Another aspect of the ethical trend in cosmetics is the growing consumer demand for clean beauty products. Consumers are seeking cosmetics and personal care products that are free from synthetic ingredients, including parabens, phthalates, aluminium salts, sodium lauryl sulphate (SLS), sodium laureth sulphate (SLES) and mineral oils. The clean beauty trend started in the United States and is moving to Europe, with many small independent brands launching clean products. According to industry experts the clean beauty trend is here to stay, particularly post-COVID-19.

Natural ingredient suppliers should be aware of cosmetics ingredients with associated health risks and how to position their ingredients as natural and clean.

Suppliers should also learn about the many ways natural ingredients can be used as substitutes to synthetic chemicals, as well as how they can be used as feedstock instead of processed ingredients. Suppliers can share this information with potential buyers to encourage them to switch to natural ingredients.

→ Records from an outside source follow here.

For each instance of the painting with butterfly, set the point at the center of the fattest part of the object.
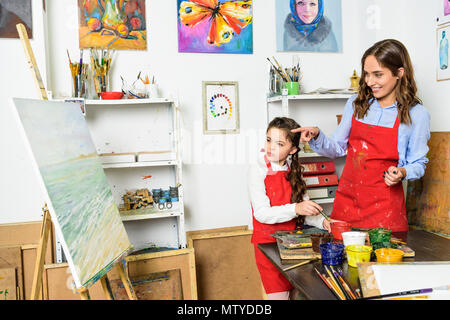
(215, 26)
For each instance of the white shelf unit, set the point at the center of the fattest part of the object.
(286, 101)
(141, 136)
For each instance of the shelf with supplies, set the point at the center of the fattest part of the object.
(274, 109)
(279, 98)
(142, 136)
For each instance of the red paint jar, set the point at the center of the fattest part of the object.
(338, 227)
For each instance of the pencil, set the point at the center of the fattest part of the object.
(328, 284)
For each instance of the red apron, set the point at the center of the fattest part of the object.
(278, 189)
(363, 199)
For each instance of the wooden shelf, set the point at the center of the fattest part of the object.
(124, 102)
(324, 200)
(151, 213)
(140, 164)
(311, 97)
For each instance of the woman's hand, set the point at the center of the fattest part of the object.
(307, 208)
(307, 133)
(394, 175)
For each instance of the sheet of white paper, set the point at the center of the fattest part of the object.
(402, 277)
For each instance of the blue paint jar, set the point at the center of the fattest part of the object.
(332, 253)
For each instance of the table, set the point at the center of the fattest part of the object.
(427, 246)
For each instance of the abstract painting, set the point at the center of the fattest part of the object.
(309, 25)
(220, 107)
(76, 191)
(215, 26)
(443, 70)
(443, 12)
(112, 24)
(13, 12)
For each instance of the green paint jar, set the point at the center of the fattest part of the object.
(293, 88)
(379, 235)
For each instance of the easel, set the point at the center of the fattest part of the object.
(36, 290)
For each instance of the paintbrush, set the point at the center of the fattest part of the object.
(299, 264)
(333, 281)
(328, 284)
(408, 292)
(344, 284)
(326, 217)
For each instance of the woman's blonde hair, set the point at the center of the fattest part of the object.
(393, 55)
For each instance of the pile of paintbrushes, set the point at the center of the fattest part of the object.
(101, 65)
(336, 283)
(79, 74)
(287, 74)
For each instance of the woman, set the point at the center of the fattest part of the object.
(385, 130)
(307, 29)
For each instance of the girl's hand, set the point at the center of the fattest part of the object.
(394, 175)
(307, 208)
(307, 133)
(327, 224)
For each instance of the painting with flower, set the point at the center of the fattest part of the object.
(112, 24)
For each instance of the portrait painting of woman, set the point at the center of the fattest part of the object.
(309, 25)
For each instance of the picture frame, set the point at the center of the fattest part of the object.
(442, 53)
(220, 107)
(443, 14)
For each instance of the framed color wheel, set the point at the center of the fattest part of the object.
(220, 107)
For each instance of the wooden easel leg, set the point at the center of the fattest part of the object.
(106, 288)
(36, 288)
(84, 294)
(126, 282)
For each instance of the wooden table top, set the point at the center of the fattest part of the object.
(427, 246)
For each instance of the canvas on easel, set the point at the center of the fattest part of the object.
(78, 196)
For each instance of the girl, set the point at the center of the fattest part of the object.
(385, 130)
(277, 194)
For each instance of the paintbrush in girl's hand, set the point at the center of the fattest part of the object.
(326, 217)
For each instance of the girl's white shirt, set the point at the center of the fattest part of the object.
(260, 202)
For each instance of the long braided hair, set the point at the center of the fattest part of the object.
(294, 175)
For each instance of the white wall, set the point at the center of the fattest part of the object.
(216, 165)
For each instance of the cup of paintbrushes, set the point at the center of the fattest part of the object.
(79, 80)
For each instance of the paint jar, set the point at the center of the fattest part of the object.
(379, 235)
(332, 253)
(151, 90)
(389, 255)
(354, 237)
(357, 254)
(318, 238)
(338, 227)
(293, 88)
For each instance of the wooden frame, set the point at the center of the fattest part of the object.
(154, 262)
(228, 264)
(231, 107)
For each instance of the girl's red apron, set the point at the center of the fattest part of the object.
(363, 199)
(278, 189)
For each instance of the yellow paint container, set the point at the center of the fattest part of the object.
(389, 255)
(357, 253)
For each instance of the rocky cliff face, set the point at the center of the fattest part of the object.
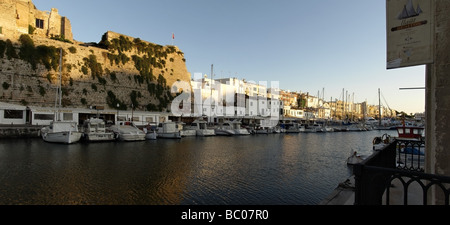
(120, 70)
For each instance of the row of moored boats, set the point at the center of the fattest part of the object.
(96, 130)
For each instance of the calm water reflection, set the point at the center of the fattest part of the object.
(299, 169)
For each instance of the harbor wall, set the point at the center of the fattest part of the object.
(17, 131)
(438, 100)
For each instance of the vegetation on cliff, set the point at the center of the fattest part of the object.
(128, 74)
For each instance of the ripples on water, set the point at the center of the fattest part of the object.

As European consumers become more informed, they will ask more questions about cosmetic products. This is likely to generate more demand for natural products and natural ingredients. Opportunities for natural ingredient suppliers in developing countries are expected to grow.


  • Learn more about contentious cosmetic chemicals, especially those associated with health risks. The Environmental Working Group produces reports on chemicals in cosmetics and their health risks. Learn more in their report The Toxic Twenty Chemicals and Contaminants in Cosmetics.
  • Consider marketing ingredients as natural and clean if they do not use contentious chemicals. This could help your chances of finding buyers in the European market. Ingredient traders and buyers are increasingly looking for reliable suppliers of natural ingredients.
  • Consider certification for your ingredients as this may help you find buyers. NATRUE and COSMOS are certification agencies offering schemes for raw materials in categories such as natural, natural with organic portion and organic.
  • Review and familiarise yourself with EU regulations on cosmetic claims covered in Article 20 of the Cosmetic Products Regulation (EC) No. 1223/2009 (CPR) and Regulation (EU) No. 655/2013, including the 2017 update to the Technical document on cosmetic claims.
  • Ensure you back up your environmental claims with certifications, scientific evidence and data, which provide more credibility to your raw ingredients. Highlight this information when contacting and negotiating with buyers.

We live in a digital age. Mobile technology has enabled consumers to be better informed when buying products. The internet has also made raw materials more accessible to cosmetics companies, while also increasing competition among suppliers. For natural ingredient suppliers in developing countries this presents potential opportunities.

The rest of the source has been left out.